The Terms and Conditions and the Engagement Letter shall form the entire agreement between the parties hereto with respect to the subject matter.  No oral representations of any officer, agent, or employee of [Rimkus] or [Crane], either before or after execution of this agreement, shall affect or modify any obligation of either party hereunder.  [Crane] agrees that [he] has not been induced to enter into this agreement by any representations, statements or warranties of [Rimkus] or any officer, agent or employee of [Rimkus], other than those herein expressed.

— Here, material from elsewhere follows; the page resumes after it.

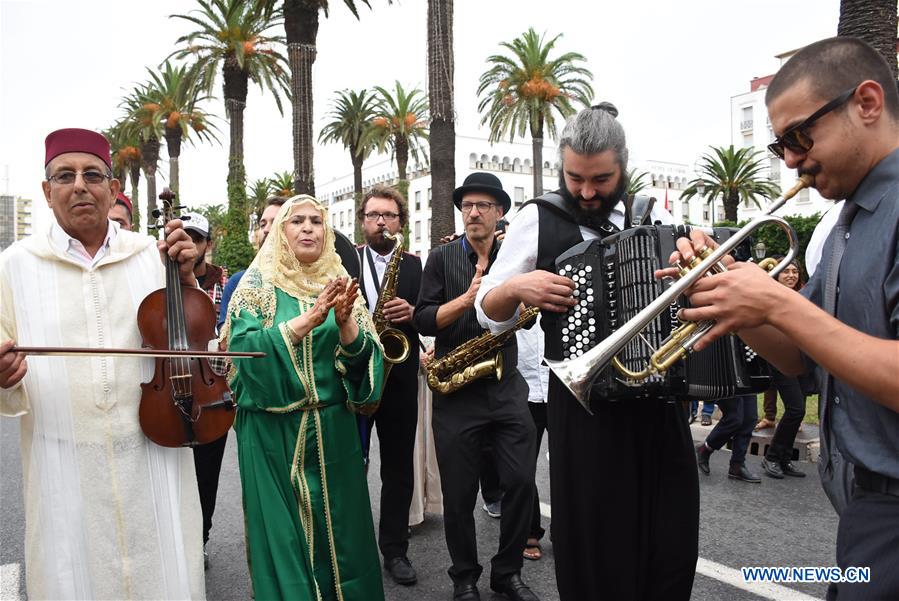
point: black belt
(876, 482)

Neither the confirmation letter nor the Terms and Conditions contained a provision stating the specific services that Rimkus agreed to provide for Crane or any special billing conditions, such as a condition that Rimkus would charge Crane only if it determined that third-party negligence likely caused the accident.

          On September 13, 2006, Rimkus mailed Crane an invoice for $3,463.75 for services rendered after June 20, 2006, the day Crane first met with Rimkus representatives.  The invoice described the specific services performed, such as “inspect, measure, and photograph vehicle in Harlingen, TX,” and stated the title of the employee performing the services, the amount of time expended, the hourly rate, and the total cost for each day’s work.  Rimkus employees spent a total of 20.25 hours on Crane’s project, for a total fee amount of $3,269.75, plus $194 in expenses.

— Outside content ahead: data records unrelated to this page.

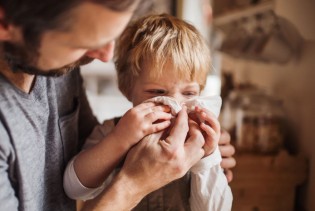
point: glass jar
(259, 125)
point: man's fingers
(229, 174)
(225, 138)
(228, 163)
(227, 150)
(179, 131)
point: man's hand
(227, 151)
(153, 163)
(142, 120)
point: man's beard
(20, 59)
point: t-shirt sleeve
(209, 187)
(8, 200)
(72, 185)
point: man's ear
(4, 28)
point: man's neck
(23, 81)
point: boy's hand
(227, 151)
(210, 127)
(142, 120)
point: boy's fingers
(179, 131)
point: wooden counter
(266, 182)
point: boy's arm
(209, 187)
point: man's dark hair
(36, 16)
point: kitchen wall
(293, 82)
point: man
(45, 120)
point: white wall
(293, 82)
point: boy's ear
(4, 27)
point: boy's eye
(157, 91)
(190, 93)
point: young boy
(160, 60)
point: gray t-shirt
(39, 133)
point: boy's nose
(104, 54)
(178, 97)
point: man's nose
(104, 53)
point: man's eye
(156, 91)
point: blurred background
(263, 54)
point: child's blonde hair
(156, 39)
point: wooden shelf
(266, 182)
(235, 15)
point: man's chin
(52, 72)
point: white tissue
(212, 103)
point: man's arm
(151, 164)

          After Crane failed to pay the invoice, Rimkus sued for breach of contract, suit on an account, and quantum meruit.  As affirmative defenses, Crane asserted prior material breach of the contract by Rimkus, negligent misrepresentation, fraud, and failure of consideration.

          Rimkus moved for traditional summary judgment on its breach of contract claim.  As summary-judgment evidence, Rimkus attached the Confirmation of Assignment letter, the Terms and Conditions, the invoice, the affidavit of Ralph Graham, Rimkus’s Senior Vice President, and the affidavit of Richard Judge, the primary attorney for Rimkus.  Rimkus argued that it provided “expert witness and consulting services” to Crane and although Crane accepted these services, he refused to pay the outstanding invoice amount.  Rimkus sought as damages the amount of the debt, $3,463.75, and $8,269.25 in attorney’s fees.

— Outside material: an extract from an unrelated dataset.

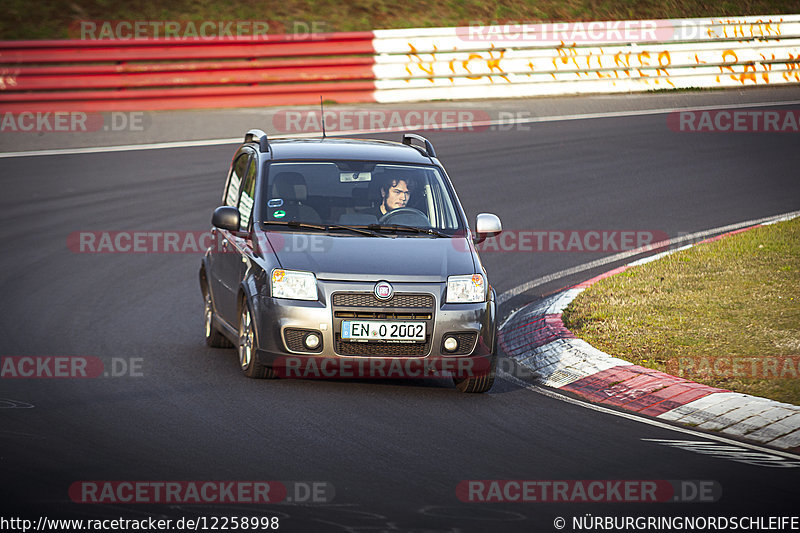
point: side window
(248, 195)
(238, 171)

          Graham averred that Crane requested that Rimkus “evaluate a vehicle accident where the driver of a Toyota 4-Runner left the roadway, entered an irrigation ditch and crashed, and died due to injuries from the crash.”  According to Graham, although Rimkus “performed its contractual obligations under the Terms & Conditions” and Crane promised to pay Rimkus for the “reasonable prices charged to provide the services,” Crane ultimately refused to pay Rimkus for the services rendered.

          Judge averred that the amount sought by Rimkus for attorney’s fees, $8,269.25, was reasonable and necessary.  He stated that his firm agreed to a reduced hourly rate of $150 for the two attorneys working on the case, and that the two legal assistants had hourly rates of $85.